Franz Josef wollte Krieg

Rauchensteiner vor einem Bild von Kaiser Franz Josef und Kaiserin Sisi.
Der Historiker Manfried Rauchensteiner über die Juli-Krise 1914.

Wir sind immer noch Betroffene. Unser Land wäre nicht das Land, in dem wir heute leben. Wir hätten andere Nachbarn. War es zwingend, dass es nach dem Ersten Weltkrieg den Zweiten Weltkrieg gegeben hat?" Manfried Rauchensteiner (72), ehemaliger Direktor des Heeresgeschichtlichen Museums in Wien und mit seinem 1200-seitigen Buch Der Erste Weltkrieg und das Ende der Habsburger Monarchie (Böhlau-Verlag, 45 Euro) der Spezialist für die "Urkatastrophe des 20. Jahrhunderts", referierte Freitagabend im Stadtmuseum Bad Ischl über die Juli-Krise 1914.

Der Mord an Thronfolger Franz Ferdinand in Sarajewo habe die Stellung von Kaiser Franz Josef gestärkt, sagte er vor dem mit 150 Zuhörern vollbesetzen Saal. Die Nebenregierung des Thronfolgers sei weggefallen, Conrad von Hötzendorf habe als oberster militärischer Befehlshaber auf seinem Posten bleiben können. Denn es war geplant, dass er ein halbes Jahr später als Generalstabschef hätte abgelöst werden sollen. "Der Kaiser wollte keine Nebenregierung mehr, Franz Josef versuchte es noch einmal mit einer absolutistischen Rückwende." Er habe viele Audienzen durchgeführt, sie seien immer kürzer und eigenartiger geworden. "Er führte nur Vier-Augen-Gespräche, es wurden darüber keine Protokolle geführt. Die Besucher sind hinausgegangen, jeder hat gewusst, was er zu tun hatte."

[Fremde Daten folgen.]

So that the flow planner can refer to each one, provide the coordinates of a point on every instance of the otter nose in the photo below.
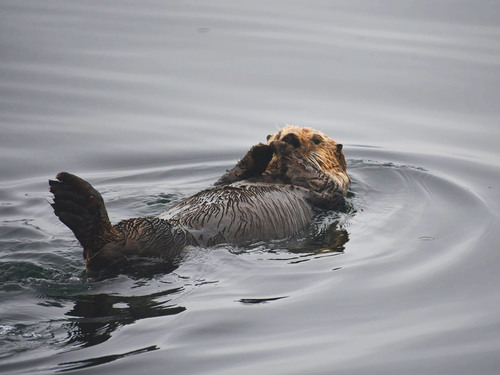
(292, 139)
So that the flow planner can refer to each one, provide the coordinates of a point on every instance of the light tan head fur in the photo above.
(315, 150)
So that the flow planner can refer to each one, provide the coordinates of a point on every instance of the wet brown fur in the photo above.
(271, 192)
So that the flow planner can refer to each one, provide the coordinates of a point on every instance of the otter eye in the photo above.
(316, 140)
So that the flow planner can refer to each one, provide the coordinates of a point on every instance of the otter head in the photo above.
(310, 149)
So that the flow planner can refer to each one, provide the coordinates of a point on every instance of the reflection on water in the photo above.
(77, 365)
(152, 101)
(95, 317)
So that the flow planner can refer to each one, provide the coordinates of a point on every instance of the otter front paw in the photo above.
(260, 156)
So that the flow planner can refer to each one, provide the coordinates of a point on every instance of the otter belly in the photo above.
(240, 213)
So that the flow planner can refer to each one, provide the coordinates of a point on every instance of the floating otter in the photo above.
(271, 193)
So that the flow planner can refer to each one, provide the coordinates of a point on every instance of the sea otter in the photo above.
(271, 193)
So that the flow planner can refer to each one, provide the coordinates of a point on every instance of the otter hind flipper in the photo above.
(81, 208)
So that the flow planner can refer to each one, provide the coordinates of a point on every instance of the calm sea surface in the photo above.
(152, 101)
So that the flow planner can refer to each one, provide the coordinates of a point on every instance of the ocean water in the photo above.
(152, 101)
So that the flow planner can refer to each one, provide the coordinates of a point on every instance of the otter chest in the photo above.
(240, 213)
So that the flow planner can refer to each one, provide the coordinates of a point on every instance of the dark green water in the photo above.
(152, 101)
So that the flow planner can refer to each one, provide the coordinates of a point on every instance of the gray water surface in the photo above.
(152, 101)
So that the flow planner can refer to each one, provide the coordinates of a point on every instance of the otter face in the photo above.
(313, 147)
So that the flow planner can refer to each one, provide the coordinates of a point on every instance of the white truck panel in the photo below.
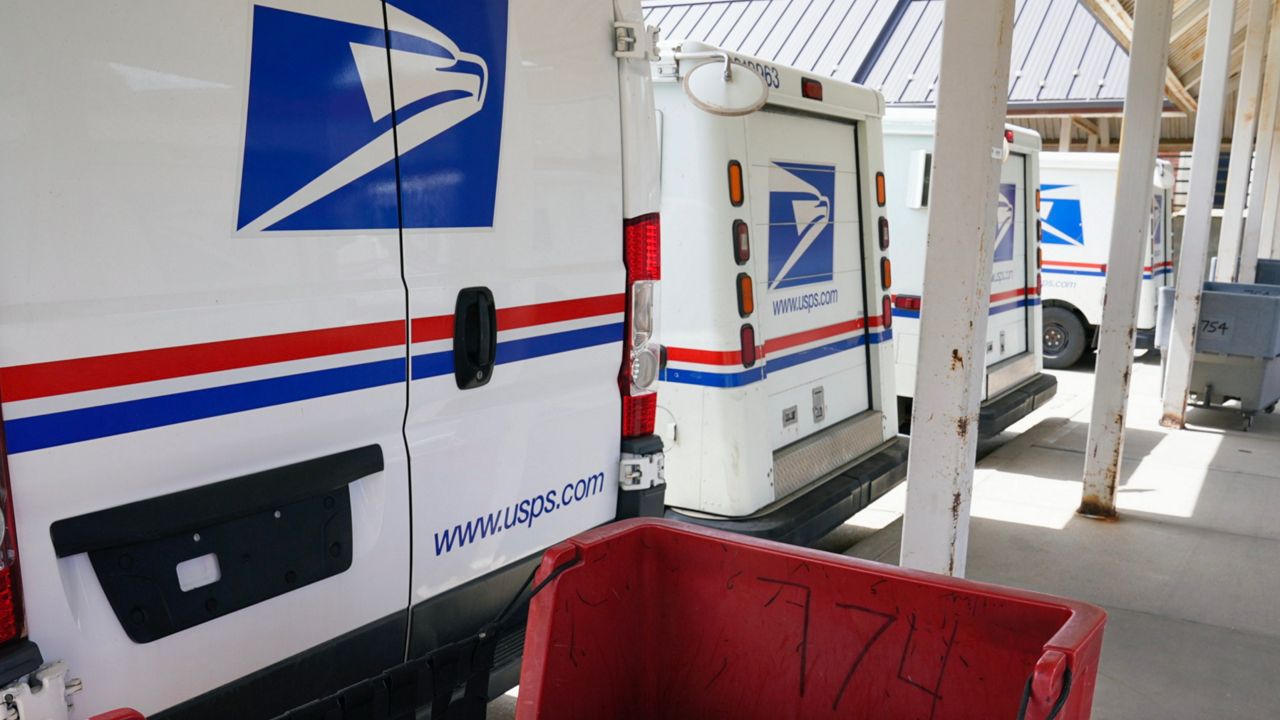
(1077, 204)
(119, 209)
(233, 237)
(1014, 305)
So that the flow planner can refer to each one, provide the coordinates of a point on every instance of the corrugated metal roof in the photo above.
(1061, 57)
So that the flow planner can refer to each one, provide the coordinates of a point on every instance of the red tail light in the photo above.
(906, 301)
(643, 242)
(746, 336)
(641, 356)
(639, 414)
(12, 621)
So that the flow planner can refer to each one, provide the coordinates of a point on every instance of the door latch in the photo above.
(475, 337)
(635, 41)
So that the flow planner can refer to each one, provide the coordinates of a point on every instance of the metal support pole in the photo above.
(1242, 141)
(1200, 209)
(973, 94)
(1266, 174)
(1130, 233)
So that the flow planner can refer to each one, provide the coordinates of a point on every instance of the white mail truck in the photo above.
(776, 404)
(1078, 194)
(1014, 382)
(319, 320)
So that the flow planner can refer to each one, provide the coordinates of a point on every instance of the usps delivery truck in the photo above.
(776, 405)
(1014, 382)
(319, 320)
(1077, 204)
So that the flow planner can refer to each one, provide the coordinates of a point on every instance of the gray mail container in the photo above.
(1269, 272)
(1239, 319)
(1237, 345)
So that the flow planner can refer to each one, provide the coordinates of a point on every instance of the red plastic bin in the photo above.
(666, 620)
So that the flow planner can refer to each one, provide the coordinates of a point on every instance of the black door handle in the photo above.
(475, 337)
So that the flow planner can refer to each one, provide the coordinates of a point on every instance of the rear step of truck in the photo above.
(812, 513)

Rauchensteiner meint, dass es Franz Josef einen Tag nach dem Attentat auf Franz Ferdinand am 29. Juni auf der Rückfahrt von Ischl nach Wien mit dem Zug klar geworden sei, dass ein Krieg gegen Serbien notwendig sei. Das habe er am 2. Juli auch an den deutschen Kaiser geschrieben, Serbien sei nicht anders beizukommen. Den großen Krieg habe er aber nicht gewollt.

Innerhalb von 72 Stunden habe sich der Krieg gegen Serbien zum Ersten Weltkrieg entwickelt. Der Verantwortlichen könne er an einer Hand abzählen, meinte Rauchensteiner. Dazu gehörten Kaiser Franz Josef, der russische Zar, die militärische Führung Deutschlands unter Generalstabschef Helmuth Moltke und der französische Staatspräsident Raymond Poincaré.

Nach seiner Abreise von Ischl am 30. Juli 1914 habe Franz Josef in Wien sehr zurückgezogen gelebt. Er sei um 3 Uhr Früh aufgestanden, die Audienzen begannen um sieben Uhr. Die meisten Besucher waren Militärs. Am 21. November 1916 starb er.